Okay, that's not true.  Sharks don't roar.  I know this as well as I know that you aren't going to find an ichthyosaur splashing with a croc in the shallows of the Congo.

What really actually worries me is that there's no worse sound than jocks laughing in a group.  Because you know deep in your gut that whatever they have to laugh about isn't funny.  Like tonight, when one of the phrases I heard between shouts of 'that's sick, bro!' was 'it used to be a mouse.'  And you know, I might be wrong.  I might be judging them too soon.  I might be.  But the sound of riotous laughter from these kind of men never bodes well for the innocent or the beautiful.

I want to give this a story arc, but it's always both hard and necessary to remember that not every idea makes for a good story.  Sometimes you can tell before you put pen to page.  Sometimes you know that whatever whisper of a thought it was that you had just isn't going to cut it as a full piece of finished work.  Sometimes, though, you need to start writing to find out that you should have stopped while you were ahead.

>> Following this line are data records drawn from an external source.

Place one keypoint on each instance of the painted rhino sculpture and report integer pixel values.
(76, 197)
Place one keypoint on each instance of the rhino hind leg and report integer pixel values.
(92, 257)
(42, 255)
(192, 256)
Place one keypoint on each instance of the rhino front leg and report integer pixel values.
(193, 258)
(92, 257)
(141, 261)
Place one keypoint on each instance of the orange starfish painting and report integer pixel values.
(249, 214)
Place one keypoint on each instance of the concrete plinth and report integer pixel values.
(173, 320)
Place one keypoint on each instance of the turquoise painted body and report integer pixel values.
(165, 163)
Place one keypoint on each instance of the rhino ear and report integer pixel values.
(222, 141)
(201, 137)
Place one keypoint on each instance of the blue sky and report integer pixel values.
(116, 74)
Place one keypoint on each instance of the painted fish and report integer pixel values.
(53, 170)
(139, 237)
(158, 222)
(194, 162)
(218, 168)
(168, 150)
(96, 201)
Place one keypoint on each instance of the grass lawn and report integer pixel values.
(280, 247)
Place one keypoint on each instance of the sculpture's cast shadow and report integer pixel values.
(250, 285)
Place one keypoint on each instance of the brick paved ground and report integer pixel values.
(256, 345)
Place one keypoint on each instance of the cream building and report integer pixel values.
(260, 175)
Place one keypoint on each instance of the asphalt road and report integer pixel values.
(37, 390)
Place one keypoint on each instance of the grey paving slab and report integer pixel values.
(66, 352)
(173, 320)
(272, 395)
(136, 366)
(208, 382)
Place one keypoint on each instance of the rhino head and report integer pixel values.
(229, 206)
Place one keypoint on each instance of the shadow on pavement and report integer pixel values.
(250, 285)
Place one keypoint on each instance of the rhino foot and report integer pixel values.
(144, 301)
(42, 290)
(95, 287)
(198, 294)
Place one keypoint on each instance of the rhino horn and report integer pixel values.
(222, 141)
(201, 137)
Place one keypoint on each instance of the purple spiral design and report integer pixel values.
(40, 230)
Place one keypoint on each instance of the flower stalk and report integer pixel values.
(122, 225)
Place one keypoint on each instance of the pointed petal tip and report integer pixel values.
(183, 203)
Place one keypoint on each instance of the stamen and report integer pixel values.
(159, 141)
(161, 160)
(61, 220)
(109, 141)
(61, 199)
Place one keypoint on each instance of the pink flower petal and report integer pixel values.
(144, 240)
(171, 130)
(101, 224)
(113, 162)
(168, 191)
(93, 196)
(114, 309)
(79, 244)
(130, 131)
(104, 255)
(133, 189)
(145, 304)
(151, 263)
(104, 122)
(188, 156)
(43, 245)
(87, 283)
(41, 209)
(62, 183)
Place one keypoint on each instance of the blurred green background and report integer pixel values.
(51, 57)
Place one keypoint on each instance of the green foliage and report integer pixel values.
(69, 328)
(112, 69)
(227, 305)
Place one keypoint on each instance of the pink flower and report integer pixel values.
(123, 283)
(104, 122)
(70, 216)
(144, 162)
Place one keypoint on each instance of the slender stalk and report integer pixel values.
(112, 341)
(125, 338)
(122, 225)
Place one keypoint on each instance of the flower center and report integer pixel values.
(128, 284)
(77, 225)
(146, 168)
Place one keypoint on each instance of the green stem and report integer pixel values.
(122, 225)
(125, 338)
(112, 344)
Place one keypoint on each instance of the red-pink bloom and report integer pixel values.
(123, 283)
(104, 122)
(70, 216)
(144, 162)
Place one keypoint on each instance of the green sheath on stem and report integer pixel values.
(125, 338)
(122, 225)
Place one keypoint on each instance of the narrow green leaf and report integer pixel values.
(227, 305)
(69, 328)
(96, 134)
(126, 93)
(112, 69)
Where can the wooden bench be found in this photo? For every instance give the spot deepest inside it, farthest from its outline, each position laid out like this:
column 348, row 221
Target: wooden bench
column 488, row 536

I want this to be a story, except I don't want it to be framed as one.  Do you often run into that as well?  I could describe my setting:

I was quietly eating raw carrots in a wooden booth of a wooden room, all stained and polyurethaned  to a glowing unnatural degree of woodness.  A room, please note, which has things like antique ski poles mounted on the walls, as well as snowshoes, and if you look above the water cooler, you can find the horns of some quadruped which probably needed them a lot more than this room ever has.  A girl sat across from me eating fries; not the stringy kind that cure my hangovers, but the thick potato-y ones that crumble a little in your mouth and dry you out.  Two girls in the booth behind me - I usually have my back to a wall, but it didn't work that way this time.  You can tell when it's a girl behind you:  the air between you feels different.  A television played through the news (some athlete; Eliot Spitzer; Madam Clinton and Husband); the news anchor had tastefully blond chin length hair that curled equally tastefully under, emphasizing the trustworthiness of her features... or something.  She wore a blouse.  News anchors can wear blouses, you see.  News anchors and business women.

I was wearing a pair of dark wash Diesel jeans, a black tank top, and a mostly turquoise hoodie.  My reddish black hair was pinned into spiky low pigtails; my bangs framed my eyes.

But, you see, I'm often told that stories require change.  In order for it to be called a story, the protagonist needs to experience change after one main climactic moment.

I tend to judge a story by whether or not you could trade it effectively with a far eastern merchant for some wishes, regardless of traditional structure.

I'm listening to Rusted Root, thinking about how I have to be in front of a camera later tonight.  Thinking about how I'm supposed to be writing some nonfiction.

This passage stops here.